Johns Hopkins researchers reported what may be a major breakthrough in vision-saving medicine, creating a functioning "mini retina" made out of human stem cells.
The petri-dish retina has the "architectural organization" of a human retina and can even sense light thanks to working photoreceptors, researchers said. The lab is still far from producing a parallel to the full eye-brain system of vision, but "this is a good start," lead researcher M. Valeria Canto-Soler told MedicalXpress.com.
The breakthrough could "ultimately lead to technologies that restore vision in people with retinal diseases," Canto-Soler said.

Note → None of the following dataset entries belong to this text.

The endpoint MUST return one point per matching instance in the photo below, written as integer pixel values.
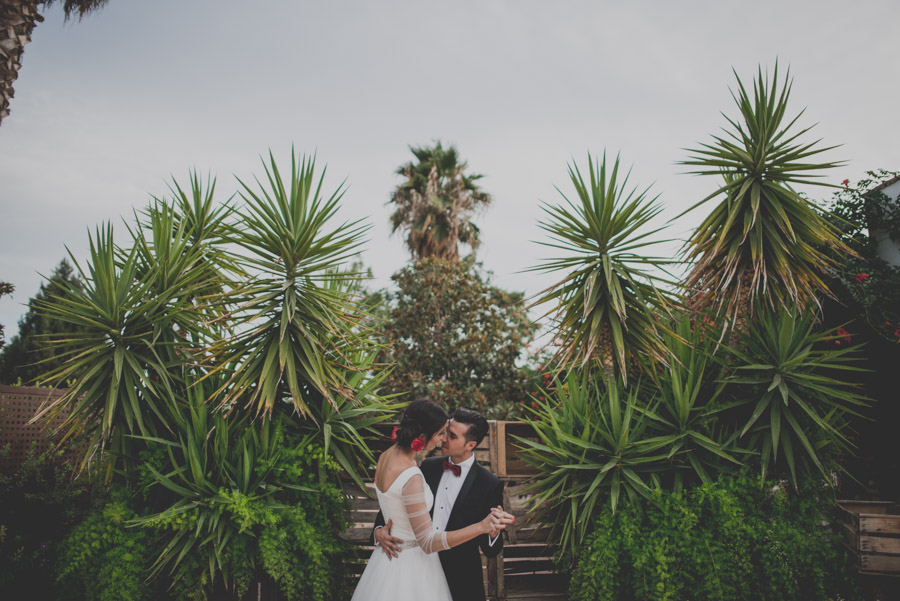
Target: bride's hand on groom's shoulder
(389, 544)
(496, 521)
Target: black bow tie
(456, 469)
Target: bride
(406, 500)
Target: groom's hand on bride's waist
(389, 544)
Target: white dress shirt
(448, 490)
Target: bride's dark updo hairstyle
(422, 417)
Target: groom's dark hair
(477, 424)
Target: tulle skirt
(413, 576)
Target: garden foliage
(740, 538)
(453, 337)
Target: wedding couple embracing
(433, 518)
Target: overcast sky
(108, 109)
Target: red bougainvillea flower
(843, 336)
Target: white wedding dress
(416, 574)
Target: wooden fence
(18, 404)
(523, 572)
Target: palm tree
(435, 203)
(763, 241)
(18, 19)
(608, 305)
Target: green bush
(104, 559)
(735, 539)
(40, 503)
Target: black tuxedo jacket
(462, 564)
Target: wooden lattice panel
(18, 405)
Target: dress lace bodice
(407, 502)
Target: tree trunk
(17, 20)
(744, 310)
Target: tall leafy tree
(30, 354)
(434, 206)
(454, 337)
(763, 241)
(18, 19)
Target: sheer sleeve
(429, 539)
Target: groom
(464, 492)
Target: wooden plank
(512, 529)
(879, 544)
(500, 468)
(848, 517)
(851, 537)
(869, 507)
(879, 563)
(495, 456)
(880, 524)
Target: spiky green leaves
(608, 304)
(290, 317)
(592, 449)
(793, 391)
(763, 240)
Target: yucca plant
(764, 242)
(791, 378)
(436, 202)
(608, 306)
(592, 449)
(215, 465)
(118, 367)
(344, 426)
(287, 314)
(686, 417)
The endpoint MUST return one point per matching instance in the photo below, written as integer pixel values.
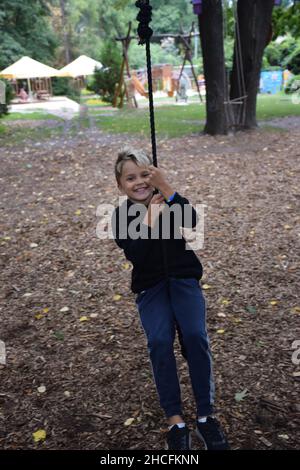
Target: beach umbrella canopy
(26, 68)
(81, 66)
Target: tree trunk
(211, 34)
(254, 23)
(65, 31)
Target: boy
(165, 278)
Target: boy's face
(134, 184)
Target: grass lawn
(34, 115)
(170, 120)
(173, 121)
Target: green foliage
(292, 61)
(63, 86)
(9, 94)
(284, 54)
(104, 80)
(286, 19)
(293, 85)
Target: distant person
(23, 96)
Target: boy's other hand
(157, 179)
(156, 206)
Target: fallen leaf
(206, 286)
(39, 435)
(251, 309)
(241, 395)
(128, 422)
(295, 309)
(64, 309)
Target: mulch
(77, 363)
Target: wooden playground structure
(165, 76)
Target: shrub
(9, 94)
(62, 86)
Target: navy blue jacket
(156, 259)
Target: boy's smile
(134, 182)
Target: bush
(293, 85)
(62, 86)
(104, 81)
(9, 94)
(292, 61)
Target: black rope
(145, 32)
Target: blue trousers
(160, 307)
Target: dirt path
(68, 318)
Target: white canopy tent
(27, 68)
(80, 67)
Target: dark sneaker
(212, 435)
(179, 438)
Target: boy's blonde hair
(139, 157)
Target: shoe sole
(199, 435)
(190, 444)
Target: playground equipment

"This success brings us one step closer to the anticipated use of [human induced pluripotent stem cells] for disease modeling and open possibilities for future therapies," the authors wrote in a study published this week in the journal Nature.
The researchers reprogrammed ordinary cells back to an embryonic-like state and then directed their growth to form retina cells. The results were better than expected, with the retina cells growing similarly to the way they do in a growing human fetus.
"We knew that a 3-D cellular structure was necessary if we wanted to reproduce functional characteristics of the retina," Canto-Soler added. "But when we began this work, we didn’t think stem cells would be able to build up a retina almost on their own. In our system, somehow the cells knew what to do."